I had a remarkable and wholly unexpected experience of singing with the angels last weekend.  I had made my way to St. Andrew’s Episcopal Church in Seattle, looking for a meeting of the Contemplative Wisdom Community.  I inadvertently stumbled into the church’s Sunday evening service instead.  It is a contemplative Eucharist service, so it had the right feel to it, but after sitting a few minutes with the 30 or so people gathered there I began to notice that something was quite different.  Many of the participants–certainly more than half of them–were challenged with some sort of developmental disability or other (I regret that I don’t know the correct terms to describe these things–one man shook very badly, others seemed to have mental disabilities or other forms of non-standard behavior or demeanor).  Here I was, expecting to connect with the super-cool, super-high-functioning mystics, and I found myself instead in the presence of a very different kind of energy: very beautiful, as it happened, and devoted, simple and clear.  The service included a segment for hands-on healing–very beautiful.  The music was simple and sung with gusto–very beautiful.  The responsory portions, the Eucharist passed from person to person (sometimes with shaking hands or the assistance of others)–very beautiful indeed.  My heart cracked open with wonder and joy, my habits of resistance and resentment, my deconstruction of the theology of the texts were washed away, almost miraculously.

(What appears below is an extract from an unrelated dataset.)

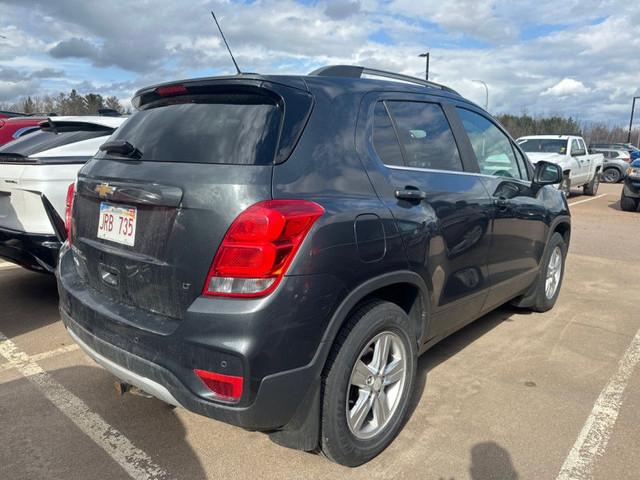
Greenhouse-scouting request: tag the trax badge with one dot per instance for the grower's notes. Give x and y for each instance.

There were angels there that day, and I felt privileged to be among them.  Doubtless I am romanticizing what was after all a brief encounter, but in the presence of this heartful childlike clarity I felt convicted (old-fashioned religious term, entirely appropriate) of all the addictions to sophistication and cerebral complications I indulge in.  There’s an Orthodox saying, “the road from the head to the heart is the longest journey.”  That evening I made a couple of steps down that path.  May I have the grace to continue walking!